In fact, insurance investigators told New Times that ineffective billing practices at many insurance companies may have "saved" those companies millions of dollars. Even then, according to Los Angeles-area FBI special agent Dan Martino, insurance companies paid out more than $350 million of the $1.3 billion billed by the surgery centers.

Roy Dickson, a Yorba Linda, California, attorney who has represented some of the defendants (and has threatened more than once to sue New Times) did not return a call for comment.

But insurance company investigators and claims representatives inundated the paper with e-mails after the rent-a-patient press conference landed on the evening news and in such august publications as the New York Times and the Wall Street Journal.

For example, a claims consultant from Greensboro, North Carolina, (whose company is not a party to the recently filed litigation) recently thanked New Times for providing "the information that we needed to be assured that we were dealing with crooks, especially when we were threatened by collection and lawsuits . . . and when we couldn't get the locals to take an interest in the case."

But North Carolina wasn't the only jurisdiction that apparently was lax in attacking the rent-a-patient menace. The 2003 New Times stories identified about 125 Arizonans who had gone to southern California for the unnecessary surgical procedures, including a now-fired Onyx supervisor named Qui Pham -- who was both a capper and a patient.

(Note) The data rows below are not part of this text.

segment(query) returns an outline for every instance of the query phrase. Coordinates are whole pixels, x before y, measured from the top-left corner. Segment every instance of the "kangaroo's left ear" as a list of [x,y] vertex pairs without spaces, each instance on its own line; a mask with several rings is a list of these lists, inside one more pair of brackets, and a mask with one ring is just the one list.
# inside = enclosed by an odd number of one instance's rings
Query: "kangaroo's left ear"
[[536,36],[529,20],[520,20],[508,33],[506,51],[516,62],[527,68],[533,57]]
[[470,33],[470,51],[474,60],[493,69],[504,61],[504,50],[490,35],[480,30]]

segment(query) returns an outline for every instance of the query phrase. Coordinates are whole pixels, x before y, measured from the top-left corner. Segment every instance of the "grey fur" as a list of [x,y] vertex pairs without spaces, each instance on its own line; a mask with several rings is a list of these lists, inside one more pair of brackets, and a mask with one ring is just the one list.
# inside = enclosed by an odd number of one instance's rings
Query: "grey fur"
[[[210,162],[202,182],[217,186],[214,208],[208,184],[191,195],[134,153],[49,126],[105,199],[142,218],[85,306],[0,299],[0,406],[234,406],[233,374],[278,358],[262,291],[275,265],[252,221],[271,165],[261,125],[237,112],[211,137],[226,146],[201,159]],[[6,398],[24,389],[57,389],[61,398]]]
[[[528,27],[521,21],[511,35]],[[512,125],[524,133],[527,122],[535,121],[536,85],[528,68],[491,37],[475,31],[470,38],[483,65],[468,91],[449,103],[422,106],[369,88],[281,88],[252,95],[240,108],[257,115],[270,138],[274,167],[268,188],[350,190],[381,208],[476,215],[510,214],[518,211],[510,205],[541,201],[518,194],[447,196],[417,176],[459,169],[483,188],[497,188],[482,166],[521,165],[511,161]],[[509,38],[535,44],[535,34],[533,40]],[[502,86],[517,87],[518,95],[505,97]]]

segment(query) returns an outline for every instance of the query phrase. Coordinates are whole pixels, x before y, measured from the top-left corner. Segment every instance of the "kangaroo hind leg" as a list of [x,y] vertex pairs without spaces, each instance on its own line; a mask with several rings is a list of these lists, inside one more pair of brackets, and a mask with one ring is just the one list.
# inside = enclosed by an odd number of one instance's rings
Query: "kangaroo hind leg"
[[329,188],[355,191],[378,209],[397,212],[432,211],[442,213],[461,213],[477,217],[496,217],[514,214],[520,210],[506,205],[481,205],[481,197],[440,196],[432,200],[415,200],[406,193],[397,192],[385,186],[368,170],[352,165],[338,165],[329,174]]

Also in 2003, an Arizona Department of Insurance (DOI) spokesperson confirmed that the agency was doing its own investigation into the rent-a-patient scams. That December, DOI public information officer Erin Klug reiterated DOI's "deep commitment to fighting fraud."

But California investigators have told New Times that white-collar prosecutors with the Arizona attorney general's office kept the DOI investigators from pursuing grand-jury indictments and arrests of the alleged wrongdoers. In fact, the California investigators claim that the AG's office declined to allow a DOI investigator to even seek a search warrant for confirmed capper Qui Pham's west Phoenix home.

The state of Arizona's investigation into the rent-a-patient fraud seems have slipped away into oblivion.

"The reality is that the decision to prosecute cases is up to the [AG] prosecutor's office, not us," says DOI deputy director Gerrie Marks. "We have continued to stay in touch with our counterparts and others in California on this matter, but beyond that I really can't say much."

Nationally, at least, the forces seem to be well-aligned against many of the scamsters who perpetrated the rent-a-patient scheme for at least two years and probably longer.

Tom Brennan Jr., director of special investigations for Highmark Blue Cross Blue Shield (which serves Onyx Environmental, among other clients), sees the litigation as an important step toward reform.

"This [lawsuit] is a significant milestone in the fight against health-care fraud," he says.